The FDIC has created the Deposit Insurance National Bank of Santa Clara to hold the insured deposits from SVB, which will continue to clear checks. The main office and all branches of SVB will reopen on March 13, and insured depositors will have full access to their deposits no later than Monday morning. However, it is unclear how larger accounts or credit lines for companies will be impacted by the closure as FDIC’s standard insurance covers up to $250,000 per depositor.
Twitter CEO Elon Musk Open to Buying SVB
Amidst the turmoil, Razer CEO Min-Liang Tan suggested that Twitter should consider buying SVB and turning it into a digital bank.

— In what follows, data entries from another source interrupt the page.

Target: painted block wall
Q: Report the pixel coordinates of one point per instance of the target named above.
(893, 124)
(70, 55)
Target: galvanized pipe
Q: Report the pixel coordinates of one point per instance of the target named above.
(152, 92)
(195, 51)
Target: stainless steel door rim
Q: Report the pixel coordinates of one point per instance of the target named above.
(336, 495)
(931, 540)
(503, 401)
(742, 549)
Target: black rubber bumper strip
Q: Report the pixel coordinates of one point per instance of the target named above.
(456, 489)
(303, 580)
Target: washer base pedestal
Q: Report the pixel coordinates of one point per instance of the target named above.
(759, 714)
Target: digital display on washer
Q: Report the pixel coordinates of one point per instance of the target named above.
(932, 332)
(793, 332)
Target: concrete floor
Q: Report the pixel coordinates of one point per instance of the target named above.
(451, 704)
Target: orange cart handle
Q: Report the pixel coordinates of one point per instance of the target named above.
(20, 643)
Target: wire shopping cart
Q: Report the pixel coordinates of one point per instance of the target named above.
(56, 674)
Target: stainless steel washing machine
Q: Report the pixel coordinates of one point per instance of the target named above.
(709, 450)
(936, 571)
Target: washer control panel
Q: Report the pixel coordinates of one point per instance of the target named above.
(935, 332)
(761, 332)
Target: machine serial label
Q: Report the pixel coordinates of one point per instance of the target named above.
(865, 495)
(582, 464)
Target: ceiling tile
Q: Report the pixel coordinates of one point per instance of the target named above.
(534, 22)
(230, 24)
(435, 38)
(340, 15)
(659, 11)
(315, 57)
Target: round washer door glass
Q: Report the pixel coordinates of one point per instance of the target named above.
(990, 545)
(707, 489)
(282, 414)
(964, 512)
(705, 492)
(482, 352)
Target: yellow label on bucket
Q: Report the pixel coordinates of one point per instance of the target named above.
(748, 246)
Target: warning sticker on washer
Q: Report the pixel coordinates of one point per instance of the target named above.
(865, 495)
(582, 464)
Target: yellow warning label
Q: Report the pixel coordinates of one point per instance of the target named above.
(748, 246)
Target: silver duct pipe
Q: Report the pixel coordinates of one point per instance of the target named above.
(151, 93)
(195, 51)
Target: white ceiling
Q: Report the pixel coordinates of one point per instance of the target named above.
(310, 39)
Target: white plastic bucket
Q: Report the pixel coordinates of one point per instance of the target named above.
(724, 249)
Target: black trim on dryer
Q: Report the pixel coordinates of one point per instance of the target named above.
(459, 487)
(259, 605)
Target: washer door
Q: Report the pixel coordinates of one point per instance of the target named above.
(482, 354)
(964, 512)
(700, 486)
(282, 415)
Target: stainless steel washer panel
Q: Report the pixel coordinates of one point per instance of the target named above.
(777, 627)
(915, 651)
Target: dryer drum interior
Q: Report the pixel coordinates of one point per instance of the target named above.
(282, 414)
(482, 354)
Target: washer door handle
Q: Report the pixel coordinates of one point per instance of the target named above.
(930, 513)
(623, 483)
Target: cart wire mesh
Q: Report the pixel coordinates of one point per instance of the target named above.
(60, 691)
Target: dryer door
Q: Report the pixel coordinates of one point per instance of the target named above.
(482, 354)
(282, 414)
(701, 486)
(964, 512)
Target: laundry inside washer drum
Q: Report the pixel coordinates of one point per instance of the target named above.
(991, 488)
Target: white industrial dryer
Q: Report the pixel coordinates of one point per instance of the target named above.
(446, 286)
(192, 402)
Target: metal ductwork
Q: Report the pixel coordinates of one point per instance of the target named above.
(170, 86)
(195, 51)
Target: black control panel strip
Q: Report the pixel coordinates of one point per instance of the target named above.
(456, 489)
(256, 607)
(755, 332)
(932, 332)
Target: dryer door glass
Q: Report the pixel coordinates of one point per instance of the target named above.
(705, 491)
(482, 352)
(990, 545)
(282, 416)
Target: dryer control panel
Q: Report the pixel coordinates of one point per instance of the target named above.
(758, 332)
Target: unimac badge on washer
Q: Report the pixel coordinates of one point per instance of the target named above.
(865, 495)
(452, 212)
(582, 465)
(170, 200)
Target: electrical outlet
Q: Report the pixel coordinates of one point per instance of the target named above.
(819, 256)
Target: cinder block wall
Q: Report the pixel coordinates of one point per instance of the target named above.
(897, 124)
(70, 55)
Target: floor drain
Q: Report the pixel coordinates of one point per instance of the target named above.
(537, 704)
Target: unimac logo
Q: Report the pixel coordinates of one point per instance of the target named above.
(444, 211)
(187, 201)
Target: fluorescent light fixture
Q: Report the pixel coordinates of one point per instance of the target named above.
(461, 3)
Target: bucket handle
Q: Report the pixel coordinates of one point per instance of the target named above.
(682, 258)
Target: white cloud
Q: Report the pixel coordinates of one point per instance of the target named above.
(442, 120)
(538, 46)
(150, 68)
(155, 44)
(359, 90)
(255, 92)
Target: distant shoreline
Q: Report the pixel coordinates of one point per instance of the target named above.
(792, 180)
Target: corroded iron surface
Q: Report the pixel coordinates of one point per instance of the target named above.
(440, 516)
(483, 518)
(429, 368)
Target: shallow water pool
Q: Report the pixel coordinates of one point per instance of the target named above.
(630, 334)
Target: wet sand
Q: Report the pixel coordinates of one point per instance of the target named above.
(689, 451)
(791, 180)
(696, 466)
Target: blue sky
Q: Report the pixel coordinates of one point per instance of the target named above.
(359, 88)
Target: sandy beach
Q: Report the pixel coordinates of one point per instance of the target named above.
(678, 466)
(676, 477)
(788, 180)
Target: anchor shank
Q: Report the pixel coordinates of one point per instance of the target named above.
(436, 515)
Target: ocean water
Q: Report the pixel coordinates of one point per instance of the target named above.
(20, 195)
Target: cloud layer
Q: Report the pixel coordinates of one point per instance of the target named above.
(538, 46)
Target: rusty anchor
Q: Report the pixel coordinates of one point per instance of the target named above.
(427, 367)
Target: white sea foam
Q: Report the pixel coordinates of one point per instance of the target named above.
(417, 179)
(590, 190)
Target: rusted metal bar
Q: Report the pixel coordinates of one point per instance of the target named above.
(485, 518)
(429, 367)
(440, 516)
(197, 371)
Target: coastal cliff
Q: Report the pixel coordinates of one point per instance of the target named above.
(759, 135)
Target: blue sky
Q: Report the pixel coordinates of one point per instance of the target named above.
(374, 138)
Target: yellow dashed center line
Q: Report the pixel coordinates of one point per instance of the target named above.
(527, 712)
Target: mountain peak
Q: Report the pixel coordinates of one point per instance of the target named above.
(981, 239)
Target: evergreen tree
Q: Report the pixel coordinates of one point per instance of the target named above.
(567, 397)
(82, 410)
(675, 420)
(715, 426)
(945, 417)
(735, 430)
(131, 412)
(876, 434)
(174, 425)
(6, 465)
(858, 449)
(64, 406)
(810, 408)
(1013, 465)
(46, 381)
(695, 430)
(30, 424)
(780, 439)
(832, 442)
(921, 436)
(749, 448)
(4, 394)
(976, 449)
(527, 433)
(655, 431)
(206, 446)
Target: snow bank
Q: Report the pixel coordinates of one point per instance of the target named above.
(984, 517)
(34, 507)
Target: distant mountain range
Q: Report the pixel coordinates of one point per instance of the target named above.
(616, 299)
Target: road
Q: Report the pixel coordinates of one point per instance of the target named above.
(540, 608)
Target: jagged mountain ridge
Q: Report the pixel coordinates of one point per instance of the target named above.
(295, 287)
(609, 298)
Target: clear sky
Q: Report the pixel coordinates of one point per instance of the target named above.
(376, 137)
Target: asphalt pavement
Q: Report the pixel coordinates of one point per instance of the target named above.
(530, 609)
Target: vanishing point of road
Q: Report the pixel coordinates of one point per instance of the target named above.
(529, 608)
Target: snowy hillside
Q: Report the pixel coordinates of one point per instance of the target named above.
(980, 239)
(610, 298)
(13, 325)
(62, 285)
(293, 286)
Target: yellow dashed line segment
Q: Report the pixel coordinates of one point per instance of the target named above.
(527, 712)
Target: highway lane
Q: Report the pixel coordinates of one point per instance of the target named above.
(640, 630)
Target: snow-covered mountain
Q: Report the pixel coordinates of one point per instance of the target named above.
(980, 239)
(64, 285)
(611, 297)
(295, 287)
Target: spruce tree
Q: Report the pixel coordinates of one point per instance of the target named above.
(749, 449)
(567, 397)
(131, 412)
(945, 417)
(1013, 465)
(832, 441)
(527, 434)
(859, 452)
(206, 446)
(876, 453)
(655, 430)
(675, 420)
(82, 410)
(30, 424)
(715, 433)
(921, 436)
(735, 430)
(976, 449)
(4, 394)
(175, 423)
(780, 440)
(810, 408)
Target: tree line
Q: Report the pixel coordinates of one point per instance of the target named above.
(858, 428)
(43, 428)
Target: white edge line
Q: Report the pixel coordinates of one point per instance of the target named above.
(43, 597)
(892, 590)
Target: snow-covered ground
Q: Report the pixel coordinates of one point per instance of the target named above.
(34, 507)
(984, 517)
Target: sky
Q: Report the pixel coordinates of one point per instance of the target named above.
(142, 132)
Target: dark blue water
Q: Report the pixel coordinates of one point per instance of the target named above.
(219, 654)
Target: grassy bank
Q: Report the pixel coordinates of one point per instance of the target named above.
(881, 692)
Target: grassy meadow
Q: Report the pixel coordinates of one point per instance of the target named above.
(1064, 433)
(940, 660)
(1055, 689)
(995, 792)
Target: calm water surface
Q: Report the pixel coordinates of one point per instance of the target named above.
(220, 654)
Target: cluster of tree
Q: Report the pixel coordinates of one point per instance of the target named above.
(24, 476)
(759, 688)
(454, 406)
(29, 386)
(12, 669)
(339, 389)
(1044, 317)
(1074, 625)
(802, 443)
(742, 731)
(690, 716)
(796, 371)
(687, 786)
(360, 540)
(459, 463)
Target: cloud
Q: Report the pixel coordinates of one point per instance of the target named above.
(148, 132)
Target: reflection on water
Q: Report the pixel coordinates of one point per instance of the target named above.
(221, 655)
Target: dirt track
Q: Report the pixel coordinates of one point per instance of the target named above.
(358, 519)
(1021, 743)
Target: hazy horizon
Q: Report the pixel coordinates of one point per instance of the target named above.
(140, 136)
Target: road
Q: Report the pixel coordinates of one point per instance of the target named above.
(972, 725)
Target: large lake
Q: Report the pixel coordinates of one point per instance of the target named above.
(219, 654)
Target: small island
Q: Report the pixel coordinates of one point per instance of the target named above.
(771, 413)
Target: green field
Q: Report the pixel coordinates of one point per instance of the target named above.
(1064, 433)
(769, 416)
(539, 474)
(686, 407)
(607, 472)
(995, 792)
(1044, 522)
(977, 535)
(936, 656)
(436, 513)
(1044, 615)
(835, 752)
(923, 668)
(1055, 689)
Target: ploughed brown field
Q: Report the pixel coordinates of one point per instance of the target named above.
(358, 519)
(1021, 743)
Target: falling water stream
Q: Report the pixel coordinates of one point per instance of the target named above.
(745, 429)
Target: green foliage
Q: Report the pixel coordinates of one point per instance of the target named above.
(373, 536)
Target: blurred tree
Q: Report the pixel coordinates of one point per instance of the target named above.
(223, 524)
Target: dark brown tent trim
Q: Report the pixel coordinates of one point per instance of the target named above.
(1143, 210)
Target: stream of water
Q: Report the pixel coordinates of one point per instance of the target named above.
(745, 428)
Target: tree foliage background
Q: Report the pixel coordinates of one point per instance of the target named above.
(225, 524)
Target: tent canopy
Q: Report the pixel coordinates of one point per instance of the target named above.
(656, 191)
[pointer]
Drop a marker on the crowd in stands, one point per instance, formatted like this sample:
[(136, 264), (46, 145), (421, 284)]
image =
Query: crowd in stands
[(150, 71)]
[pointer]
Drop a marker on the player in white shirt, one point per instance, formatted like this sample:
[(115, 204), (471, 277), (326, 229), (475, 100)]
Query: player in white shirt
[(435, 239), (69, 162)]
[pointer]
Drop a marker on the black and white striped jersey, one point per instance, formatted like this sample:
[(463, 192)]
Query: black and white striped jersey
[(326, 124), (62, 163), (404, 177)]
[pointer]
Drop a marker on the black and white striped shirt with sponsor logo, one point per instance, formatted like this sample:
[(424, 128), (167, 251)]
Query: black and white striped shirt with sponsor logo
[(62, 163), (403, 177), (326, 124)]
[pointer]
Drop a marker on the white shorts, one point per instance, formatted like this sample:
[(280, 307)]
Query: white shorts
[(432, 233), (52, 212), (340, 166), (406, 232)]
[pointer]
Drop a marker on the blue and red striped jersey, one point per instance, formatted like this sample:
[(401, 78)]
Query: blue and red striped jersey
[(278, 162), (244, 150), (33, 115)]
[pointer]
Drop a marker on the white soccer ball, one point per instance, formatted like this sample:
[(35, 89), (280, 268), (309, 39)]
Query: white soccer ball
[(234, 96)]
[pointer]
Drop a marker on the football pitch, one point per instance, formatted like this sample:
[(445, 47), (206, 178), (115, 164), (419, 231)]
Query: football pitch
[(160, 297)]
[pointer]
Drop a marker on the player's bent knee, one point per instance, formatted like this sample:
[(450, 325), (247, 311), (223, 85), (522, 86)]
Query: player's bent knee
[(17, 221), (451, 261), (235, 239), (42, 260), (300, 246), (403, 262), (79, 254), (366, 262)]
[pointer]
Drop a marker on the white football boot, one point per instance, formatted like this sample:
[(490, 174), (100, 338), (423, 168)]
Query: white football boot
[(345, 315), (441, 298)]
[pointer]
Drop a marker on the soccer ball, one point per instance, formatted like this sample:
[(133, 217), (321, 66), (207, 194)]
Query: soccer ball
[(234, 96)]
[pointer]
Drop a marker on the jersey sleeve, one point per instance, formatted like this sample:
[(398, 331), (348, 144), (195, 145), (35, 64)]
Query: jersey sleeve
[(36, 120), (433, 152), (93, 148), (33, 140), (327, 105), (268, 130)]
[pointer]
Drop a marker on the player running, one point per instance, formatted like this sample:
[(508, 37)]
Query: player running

This suggestion caught the attention of Twitter chief Elon Musk, who responded positively, saying that he is open to the idea.
This potential acquisition could mark Twitter’s entry into the fintech space, as the company has been exploring ways to expand its business. By acquiring SVB, Twitter could leverage its large user base and strong brand to establish itself as a major player in the digital banking industry. As of writing this story, there’s no official confirmation or further information regarding this comment from the billionaire.
SVB specialized in financing start-ups and had become the 16th largest US bank by assets, with $209 billion in assets and approximately $175.4 billion in deposits. The bank’s problems were sparked by customer withdrawals that led the company to liquidate securities positions whose values had plummeted due to the Federal Reserve’s interest rate hikes. Its rapid collapse has left markets rattled, and the FDIC will seek to liquidate its assets while insured depositors will receive an advanced dividend and potential additional dividend payments as the regulator gradually sell SVB’s assets.